Tutti gli schemi sono saltati con imprevedibili ricadute: mi riconosco nell’intervista di Pigi Battista al Riformista di qualche giorno fa. Il paradosso è che Trump, con le sue improvvide esternazioni, rischia di provocare eccessi di anti americanismo, in Italia largamente coltivato sia nell’estrema sinistra che nell’estrema destra (I rossobruni di Cappellini). Chi scrive non è un sostenitore del governo ma nemmeno un suo detrattore sistematico e pregiudiziale, anche perché il convento allo stato non offre alternative credibili ed esaltanti (vedi la foto dei “quattro”).
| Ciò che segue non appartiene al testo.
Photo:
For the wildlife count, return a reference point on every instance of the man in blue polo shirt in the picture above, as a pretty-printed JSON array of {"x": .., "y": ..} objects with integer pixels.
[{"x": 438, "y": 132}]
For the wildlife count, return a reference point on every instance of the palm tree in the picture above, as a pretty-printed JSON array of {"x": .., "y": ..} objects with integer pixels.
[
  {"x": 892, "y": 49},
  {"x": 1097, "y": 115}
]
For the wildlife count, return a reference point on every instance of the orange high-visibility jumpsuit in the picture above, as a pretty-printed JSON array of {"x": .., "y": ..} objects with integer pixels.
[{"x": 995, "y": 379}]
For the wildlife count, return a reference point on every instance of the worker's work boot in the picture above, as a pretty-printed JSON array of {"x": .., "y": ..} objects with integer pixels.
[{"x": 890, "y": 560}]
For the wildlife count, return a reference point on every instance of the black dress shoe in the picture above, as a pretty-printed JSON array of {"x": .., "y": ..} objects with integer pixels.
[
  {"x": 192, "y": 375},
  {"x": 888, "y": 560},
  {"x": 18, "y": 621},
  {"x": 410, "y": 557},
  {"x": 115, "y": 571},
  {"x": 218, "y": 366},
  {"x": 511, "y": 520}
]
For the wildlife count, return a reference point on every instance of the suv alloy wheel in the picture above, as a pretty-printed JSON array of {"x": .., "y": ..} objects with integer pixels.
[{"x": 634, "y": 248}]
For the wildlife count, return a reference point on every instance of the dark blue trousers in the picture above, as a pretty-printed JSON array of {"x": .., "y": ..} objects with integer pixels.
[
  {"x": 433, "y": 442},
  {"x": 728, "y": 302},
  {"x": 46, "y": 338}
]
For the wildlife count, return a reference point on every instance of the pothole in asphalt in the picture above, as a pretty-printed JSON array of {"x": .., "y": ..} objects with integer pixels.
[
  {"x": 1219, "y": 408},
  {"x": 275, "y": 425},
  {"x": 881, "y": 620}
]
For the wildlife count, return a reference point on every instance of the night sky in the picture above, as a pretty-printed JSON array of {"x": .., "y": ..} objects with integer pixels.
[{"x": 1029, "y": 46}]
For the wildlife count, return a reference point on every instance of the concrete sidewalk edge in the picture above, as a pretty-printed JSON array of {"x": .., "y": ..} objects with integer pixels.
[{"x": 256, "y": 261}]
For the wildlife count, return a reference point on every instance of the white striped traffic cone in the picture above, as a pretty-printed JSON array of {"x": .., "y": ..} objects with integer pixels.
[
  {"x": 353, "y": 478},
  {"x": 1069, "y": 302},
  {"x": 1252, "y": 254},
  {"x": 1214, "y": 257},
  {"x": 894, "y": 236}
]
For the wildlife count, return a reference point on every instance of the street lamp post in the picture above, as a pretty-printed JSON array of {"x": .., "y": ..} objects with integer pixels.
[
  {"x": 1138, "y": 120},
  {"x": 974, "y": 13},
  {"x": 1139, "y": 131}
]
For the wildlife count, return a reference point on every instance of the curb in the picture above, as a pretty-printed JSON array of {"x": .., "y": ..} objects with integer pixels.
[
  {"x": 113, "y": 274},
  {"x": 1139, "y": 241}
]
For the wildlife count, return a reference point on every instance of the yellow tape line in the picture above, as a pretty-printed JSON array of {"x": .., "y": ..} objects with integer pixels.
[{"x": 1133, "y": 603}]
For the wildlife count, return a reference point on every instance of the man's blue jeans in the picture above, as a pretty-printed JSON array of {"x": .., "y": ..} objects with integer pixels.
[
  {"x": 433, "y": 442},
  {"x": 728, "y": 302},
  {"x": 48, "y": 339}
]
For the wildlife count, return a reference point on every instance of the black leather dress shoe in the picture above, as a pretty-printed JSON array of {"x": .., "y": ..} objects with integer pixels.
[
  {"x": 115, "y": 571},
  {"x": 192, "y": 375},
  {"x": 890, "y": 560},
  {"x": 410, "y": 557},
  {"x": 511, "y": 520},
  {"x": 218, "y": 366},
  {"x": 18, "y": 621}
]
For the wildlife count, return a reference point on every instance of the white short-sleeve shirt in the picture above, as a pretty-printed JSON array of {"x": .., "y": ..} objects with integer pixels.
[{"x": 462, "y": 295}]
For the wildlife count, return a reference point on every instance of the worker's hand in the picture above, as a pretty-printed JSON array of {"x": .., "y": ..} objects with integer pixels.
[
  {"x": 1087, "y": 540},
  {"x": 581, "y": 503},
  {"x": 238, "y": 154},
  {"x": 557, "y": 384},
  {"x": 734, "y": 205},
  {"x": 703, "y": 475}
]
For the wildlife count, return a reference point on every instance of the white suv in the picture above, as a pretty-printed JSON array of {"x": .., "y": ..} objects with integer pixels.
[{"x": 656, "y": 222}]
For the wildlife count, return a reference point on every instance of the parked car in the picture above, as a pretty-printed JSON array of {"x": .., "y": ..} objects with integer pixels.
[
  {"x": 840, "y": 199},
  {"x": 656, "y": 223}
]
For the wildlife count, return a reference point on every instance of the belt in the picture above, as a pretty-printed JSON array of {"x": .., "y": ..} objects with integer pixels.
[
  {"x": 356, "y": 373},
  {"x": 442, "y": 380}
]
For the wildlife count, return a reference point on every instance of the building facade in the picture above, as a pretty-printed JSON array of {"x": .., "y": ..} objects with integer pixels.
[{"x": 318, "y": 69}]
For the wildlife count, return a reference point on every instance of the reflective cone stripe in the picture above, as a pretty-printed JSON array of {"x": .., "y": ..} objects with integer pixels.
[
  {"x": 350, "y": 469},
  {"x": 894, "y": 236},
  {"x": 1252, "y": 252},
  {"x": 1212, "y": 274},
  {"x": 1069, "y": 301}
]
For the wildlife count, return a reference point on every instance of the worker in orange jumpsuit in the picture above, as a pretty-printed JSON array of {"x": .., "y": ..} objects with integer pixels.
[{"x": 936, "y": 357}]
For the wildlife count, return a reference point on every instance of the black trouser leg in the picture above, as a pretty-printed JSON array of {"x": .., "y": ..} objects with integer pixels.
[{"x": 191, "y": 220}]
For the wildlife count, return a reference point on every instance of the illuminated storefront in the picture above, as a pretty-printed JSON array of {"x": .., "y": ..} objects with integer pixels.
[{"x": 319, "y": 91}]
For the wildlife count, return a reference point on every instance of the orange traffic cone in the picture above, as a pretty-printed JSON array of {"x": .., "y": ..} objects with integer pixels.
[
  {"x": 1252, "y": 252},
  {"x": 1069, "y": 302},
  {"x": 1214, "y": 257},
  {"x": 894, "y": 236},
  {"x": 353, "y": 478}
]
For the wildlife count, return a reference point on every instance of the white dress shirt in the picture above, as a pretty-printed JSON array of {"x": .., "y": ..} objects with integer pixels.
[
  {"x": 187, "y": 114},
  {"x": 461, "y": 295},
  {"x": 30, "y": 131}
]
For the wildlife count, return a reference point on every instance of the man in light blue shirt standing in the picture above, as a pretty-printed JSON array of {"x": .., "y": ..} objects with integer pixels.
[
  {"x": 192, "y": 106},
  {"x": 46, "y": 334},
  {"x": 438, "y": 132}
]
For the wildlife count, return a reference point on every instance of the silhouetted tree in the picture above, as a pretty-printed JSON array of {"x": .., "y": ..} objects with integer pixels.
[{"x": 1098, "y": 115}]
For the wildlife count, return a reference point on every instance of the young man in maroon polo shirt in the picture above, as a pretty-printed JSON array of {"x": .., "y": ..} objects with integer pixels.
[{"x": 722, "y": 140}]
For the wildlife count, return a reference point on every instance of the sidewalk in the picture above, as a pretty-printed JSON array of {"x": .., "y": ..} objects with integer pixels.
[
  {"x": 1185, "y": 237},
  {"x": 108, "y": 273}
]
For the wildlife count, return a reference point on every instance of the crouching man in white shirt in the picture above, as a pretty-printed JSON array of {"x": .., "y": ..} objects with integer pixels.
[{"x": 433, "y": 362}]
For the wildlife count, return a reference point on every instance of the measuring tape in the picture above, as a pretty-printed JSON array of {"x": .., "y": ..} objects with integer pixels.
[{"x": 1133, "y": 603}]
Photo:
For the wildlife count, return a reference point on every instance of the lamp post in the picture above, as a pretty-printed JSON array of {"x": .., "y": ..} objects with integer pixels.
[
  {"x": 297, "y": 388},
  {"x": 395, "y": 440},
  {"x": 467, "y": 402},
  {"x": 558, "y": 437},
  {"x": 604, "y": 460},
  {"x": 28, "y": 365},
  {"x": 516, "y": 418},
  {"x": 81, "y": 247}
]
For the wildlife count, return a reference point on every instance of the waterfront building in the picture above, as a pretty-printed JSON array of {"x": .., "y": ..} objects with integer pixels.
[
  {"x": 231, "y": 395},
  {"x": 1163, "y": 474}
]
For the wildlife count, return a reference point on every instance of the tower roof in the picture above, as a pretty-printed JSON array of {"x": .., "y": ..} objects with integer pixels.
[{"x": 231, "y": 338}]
Le due risposte di Giorgia Meloni sono state all’altezza della situazione anche quando ha affermato di voler interrompere la rissa facendosi carico dei valori e delle esigenze di tenuta politica dell’Occidente. Infatti, al di là delle manie di protagonismo in Italia di gruppi e gruppettini, c’è una triade anti occidentale Cina-Russia-Iran fondata su anti valori, sulla guerra ibrida, e sul rifornimento reciproco di armi. Meloni ha rivolto a Trump un addebito insieme veritiero e inquietante, ovvero che mentre è sprezzante con i suoi alleati europei è molto accomodante con gli autocrati. Non a caso qualche giorno fa Verderami ha sostenuto che Trump volesse rovesciare gli schemi arrivando all’intesa fra una triade che gestisce il mondo (USA, Cina, Russia) e che manda al diavolo l’Europa.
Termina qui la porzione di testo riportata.